Marketing initiatives
Unless your marketing initiatives are seeing a positive return on investment, it may be time to pause large projects. Instead of launching pre-scheduled campaigns, re-evaluate your marketing calendar to determine what will move the needle for your business. If your customers are stressing you with purchasing decisions, this may not be the time to invest in sales and marketing.
Take advantage of free trial periods
If you must purchase a new service or equipment, take advantage of free trial periods. Ensure that the seller is the right partner for you by testing their product or service ahead of time. In some cases, sellers will negotiate a trial period if you’re serious about buying.
Reduce salaries
Finally, reducing payroll can help lower operating costs. Many startups see this as a last resort because it greatly affects your operational capacity as well as the individual lives of employees. However, in some cases, it is a necessary measure.

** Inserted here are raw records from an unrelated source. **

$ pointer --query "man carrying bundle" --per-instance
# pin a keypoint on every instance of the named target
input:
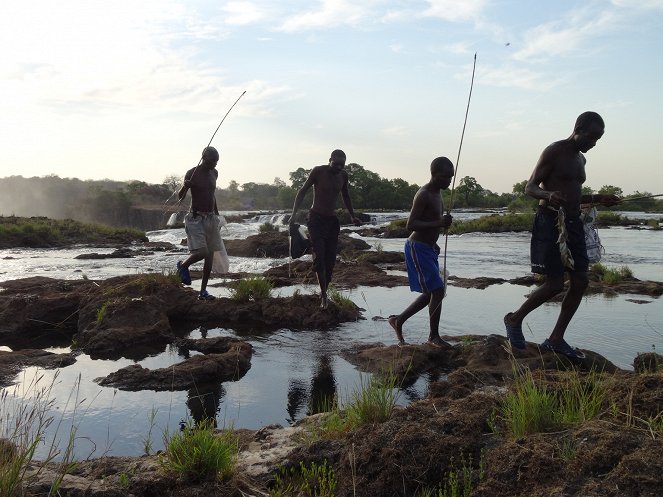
(558, 239)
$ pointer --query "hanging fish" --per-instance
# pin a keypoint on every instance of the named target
(564, 251)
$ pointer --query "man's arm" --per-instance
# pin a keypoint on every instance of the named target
(415, 221)
(185, 186)
(345, 192)
(301, 193)
(542, 171)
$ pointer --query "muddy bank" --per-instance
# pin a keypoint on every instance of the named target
(458, 424)
(134, 317)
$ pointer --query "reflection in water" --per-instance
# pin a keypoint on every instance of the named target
(323, 387)
(319, 398)
(204, 402)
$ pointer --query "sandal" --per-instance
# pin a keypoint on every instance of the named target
(563, 348)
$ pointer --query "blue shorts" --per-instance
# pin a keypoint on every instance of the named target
(423, 266)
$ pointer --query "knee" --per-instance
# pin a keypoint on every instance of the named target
(555, 284)
(579, 282)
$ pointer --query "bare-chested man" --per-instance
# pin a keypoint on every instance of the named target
(202, 221)
(323, 225)
(557, 182)
(422, 251)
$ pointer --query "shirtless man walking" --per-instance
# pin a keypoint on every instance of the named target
(202, 221)
(557, 182)
(422, 251)
(327, 181)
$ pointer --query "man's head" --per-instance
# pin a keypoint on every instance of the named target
(441, 172)
(589, 128)
(337, 161)
(210, 156)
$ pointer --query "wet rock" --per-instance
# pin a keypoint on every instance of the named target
(11, 363)
(347, 274)
(276, 244)
(230, 361)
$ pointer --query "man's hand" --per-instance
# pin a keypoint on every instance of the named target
(610, 200)
(555, 198)
(445, 221)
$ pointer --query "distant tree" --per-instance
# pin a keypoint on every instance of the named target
(299, 177)
(519, 188)
(173, 182)
(610, 190)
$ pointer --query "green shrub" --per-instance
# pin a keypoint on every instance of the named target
(198, 454)
(251, 288)
(316, 480)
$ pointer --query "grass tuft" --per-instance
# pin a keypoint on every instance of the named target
(199, 454)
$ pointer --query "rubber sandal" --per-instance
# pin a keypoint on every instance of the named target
(183, 273)
(437, 342)
(514, 333)
(393, 322)
(205, 296)
(563, 348)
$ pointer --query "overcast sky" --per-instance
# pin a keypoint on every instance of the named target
(130, 89)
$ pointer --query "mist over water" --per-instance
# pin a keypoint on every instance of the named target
(290, 369)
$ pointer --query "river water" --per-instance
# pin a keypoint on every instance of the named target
(291, 370)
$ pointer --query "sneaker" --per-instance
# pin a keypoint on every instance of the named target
(204, 295)
(183, 273)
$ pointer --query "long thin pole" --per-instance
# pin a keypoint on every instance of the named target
(451, 197)
(641, 198)
(200, 161)
(462, 135)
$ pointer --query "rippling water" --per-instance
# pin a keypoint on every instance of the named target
(291, 370)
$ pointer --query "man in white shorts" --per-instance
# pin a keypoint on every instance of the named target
(202, 221)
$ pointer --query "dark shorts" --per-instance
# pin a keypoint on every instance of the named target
(423, 266)
(544, 250)
(323, 231)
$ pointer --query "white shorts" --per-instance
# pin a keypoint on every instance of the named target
(202, 232)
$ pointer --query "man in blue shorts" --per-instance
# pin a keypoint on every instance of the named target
(202, 222)
(422, 251)
(557, 182)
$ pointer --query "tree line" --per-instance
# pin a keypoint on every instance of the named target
(116, 203)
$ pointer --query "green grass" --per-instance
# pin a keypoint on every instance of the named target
(341, 301)
(45, 232)
(199, 454)
(533, 405)
(458, 482)
(315, 480)
(24, 421)
(612, 276)
(373, 401)
(251, 288)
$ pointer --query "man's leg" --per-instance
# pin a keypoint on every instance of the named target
(434, 312)
(397, 321)
(207, 270)
(551, 287)
(577, 285)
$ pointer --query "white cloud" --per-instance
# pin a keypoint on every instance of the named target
(332, 13)
(564, 36)
(515, 77)
(455, 10)
(639, 4)
(242, 13)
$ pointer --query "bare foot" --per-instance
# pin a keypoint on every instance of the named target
(437, 342)
(393, 322)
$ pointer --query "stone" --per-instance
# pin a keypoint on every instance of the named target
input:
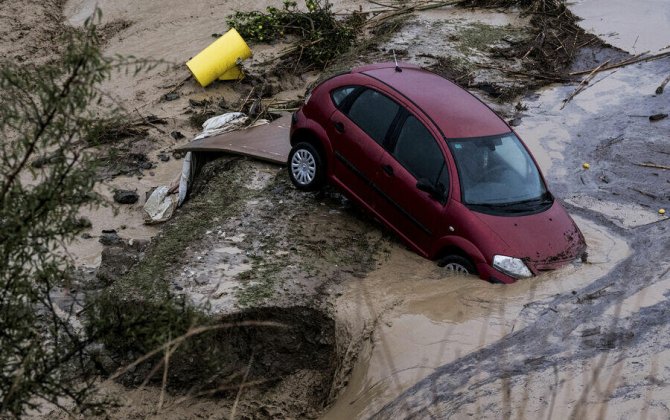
(126, 197)
(171, 96)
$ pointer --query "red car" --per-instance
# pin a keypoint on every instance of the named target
(437, 166)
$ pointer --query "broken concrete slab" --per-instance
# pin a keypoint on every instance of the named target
(269, 142)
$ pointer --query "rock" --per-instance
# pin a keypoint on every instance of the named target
(83, 223)
(139, 244)
(116, 261)
(126, 197)
(171, 96)
(198, 104)
(153, 119)
(110, 238)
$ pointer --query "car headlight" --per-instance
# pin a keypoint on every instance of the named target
(511, 266)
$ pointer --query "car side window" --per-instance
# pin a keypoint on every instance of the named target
(340, 94)
(419, 153)
(374, 113)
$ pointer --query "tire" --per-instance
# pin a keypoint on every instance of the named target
(306, 167)
(455, 264)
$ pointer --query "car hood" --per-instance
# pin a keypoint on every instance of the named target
(544, 240)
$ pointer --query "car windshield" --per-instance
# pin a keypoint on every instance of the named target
(496, 172)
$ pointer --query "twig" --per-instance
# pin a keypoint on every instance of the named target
(190, 333)
(149, 123)
(166, 365)
(247, 98)
(522, 73)
(239, 390)
(383, 5)
(583, 84)
(643, 193)
(659, 89)
(636, 59)
(653, 165)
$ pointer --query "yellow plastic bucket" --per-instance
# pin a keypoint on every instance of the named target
(219, 57)
(234, 73)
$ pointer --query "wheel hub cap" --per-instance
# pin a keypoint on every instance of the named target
(303, 166)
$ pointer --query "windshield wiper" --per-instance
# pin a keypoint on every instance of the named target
(516, 205)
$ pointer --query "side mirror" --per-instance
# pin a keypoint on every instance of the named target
(423, 185)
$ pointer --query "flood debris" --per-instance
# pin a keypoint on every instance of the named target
(126, 196)
(220, 60)
(160, 205)
(268, 142)
(322, 36)
(659, 89)
(657, 117)
(223, 123)
(653, 165)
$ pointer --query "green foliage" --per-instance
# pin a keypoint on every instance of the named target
(322, 36)
(46, 110)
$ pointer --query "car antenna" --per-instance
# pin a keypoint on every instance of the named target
(397, 67)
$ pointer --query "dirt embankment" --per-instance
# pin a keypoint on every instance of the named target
(248, 248)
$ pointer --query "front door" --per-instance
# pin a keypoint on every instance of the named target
(357, 133)
(414, 156)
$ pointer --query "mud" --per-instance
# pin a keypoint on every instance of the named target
(594, 353)
(398, 337)
(619, 23)
(435, 320)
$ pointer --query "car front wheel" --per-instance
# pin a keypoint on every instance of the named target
(305, 167)
(455, 264)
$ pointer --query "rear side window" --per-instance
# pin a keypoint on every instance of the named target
(373, 113)
(340, 94)
(419, 153)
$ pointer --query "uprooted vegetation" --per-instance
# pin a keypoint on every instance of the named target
(322, 37)
(150, 315)
(556, 37)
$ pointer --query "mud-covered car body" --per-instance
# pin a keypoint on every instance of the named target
(436, 166)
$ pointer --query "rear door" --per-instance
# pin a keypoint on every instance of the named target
(414, 155)
(358, 130)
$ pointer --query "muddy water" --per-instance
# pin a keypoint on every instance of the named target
(432, 320)
(633, 26)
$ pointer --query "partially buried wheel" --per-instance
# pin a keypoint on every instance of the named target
(306, 167)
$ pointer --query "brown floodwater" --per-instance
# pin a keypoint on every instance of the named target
(430, 319)
(633, 26)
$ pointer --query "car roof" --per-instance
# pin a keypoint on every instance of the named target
(456, 112)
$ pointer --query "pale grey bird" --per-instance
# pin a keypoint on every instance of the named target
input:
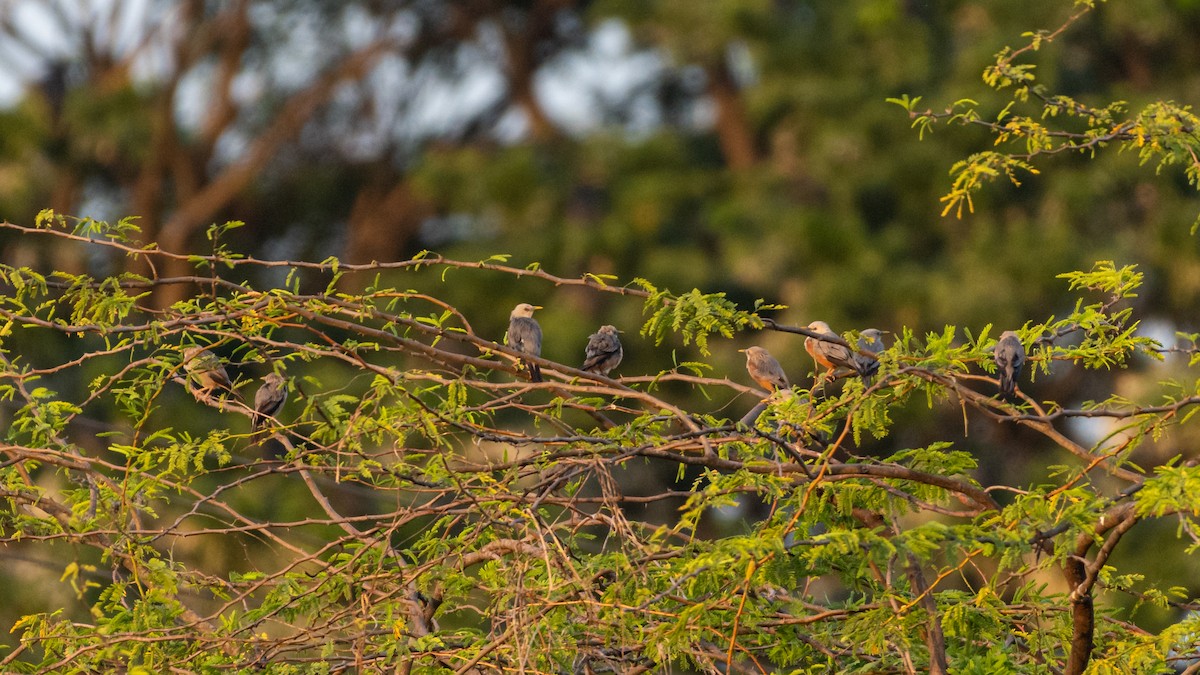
(525, 335)
(205, 372)
(829, 354)
(1009, 356)
(604, 351)
(765, 369)
(870, 341)
(269, 399)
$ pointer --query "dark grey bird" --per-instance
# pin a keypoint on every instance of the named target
(205, 372)
(870, 341)
(269, 399)
(525, 335)
(1009, 356)
(604, 351)
(829, 354)
(765, 369)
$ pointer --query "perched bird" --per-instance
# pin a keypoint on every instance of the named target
(604, 351)
(765, 369)
(870, 341)
(205, 372)
(525, 335)
(269, 399)
(829, 354)
(1009, 356)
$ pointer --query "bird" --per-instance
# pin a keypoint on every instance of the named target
(269, 399)
(765, 369)
(604, 351)
(829, 354)
(871, 342)
(525, 335)
(1009, 356)
(205, 372)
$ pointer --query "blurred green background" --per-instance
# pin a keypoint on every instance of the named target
(737, 145)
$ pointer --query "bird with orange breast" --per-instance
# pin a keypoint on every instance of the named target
(828, 354)
(765, 369)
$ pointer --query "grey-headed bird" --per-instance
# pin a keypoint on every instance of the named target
(525, 335)
(604, 351)
(870, 341)
(1009, 356)
(765, 369)
(205, 372)
(269, 399)
(829, 354)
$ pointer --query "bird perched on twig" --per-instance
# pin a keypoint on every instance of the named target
(269, 399)
(604, 351)
(765, 369)
(205, 372)
(1009, 356)
(871, 342)
(525, 335)
(829, 354)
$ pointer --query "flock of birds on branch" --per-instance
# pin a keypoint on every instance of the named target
(604, 352)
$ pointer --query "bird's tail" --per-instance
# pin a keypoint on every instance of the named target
(1007, 384)
(867, 369)
(534, 371)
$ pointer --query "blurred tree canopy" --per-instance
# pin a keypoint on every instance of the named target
(748, 149)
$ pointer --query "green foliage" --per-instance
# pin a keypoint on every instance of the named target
(425, 508)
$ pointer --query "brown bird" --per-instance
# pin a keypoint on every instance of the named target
(205, 372)
(269, 399)
(765, 369)
(1009, 356)
(525, 335)
(604, 351)
(829, 354)
(870, 341)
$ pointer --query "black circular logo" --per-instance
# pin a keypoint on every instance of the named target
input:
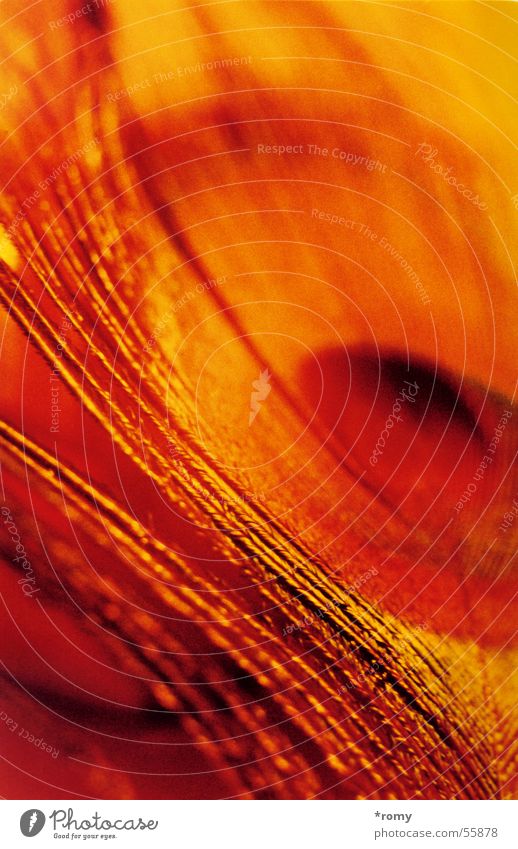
(31, 822)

Implementation of a hiring freeze
You can take steps to reduce operational costs by implementing a hiring freeze. Avoid filling positions unless necessary. Your team may be stretched out, but you can avoid getting rid of existing positions this way.
out of contract
Instead of hiring for new positions, contract when possible. For example, you may need financial guidance during COVID-19. You can hire an independent CFO to work part-time for less than hiring an executive position. companies like K-38 Consulting Provide services from top notch financial advisors, and pay for services only when you need them.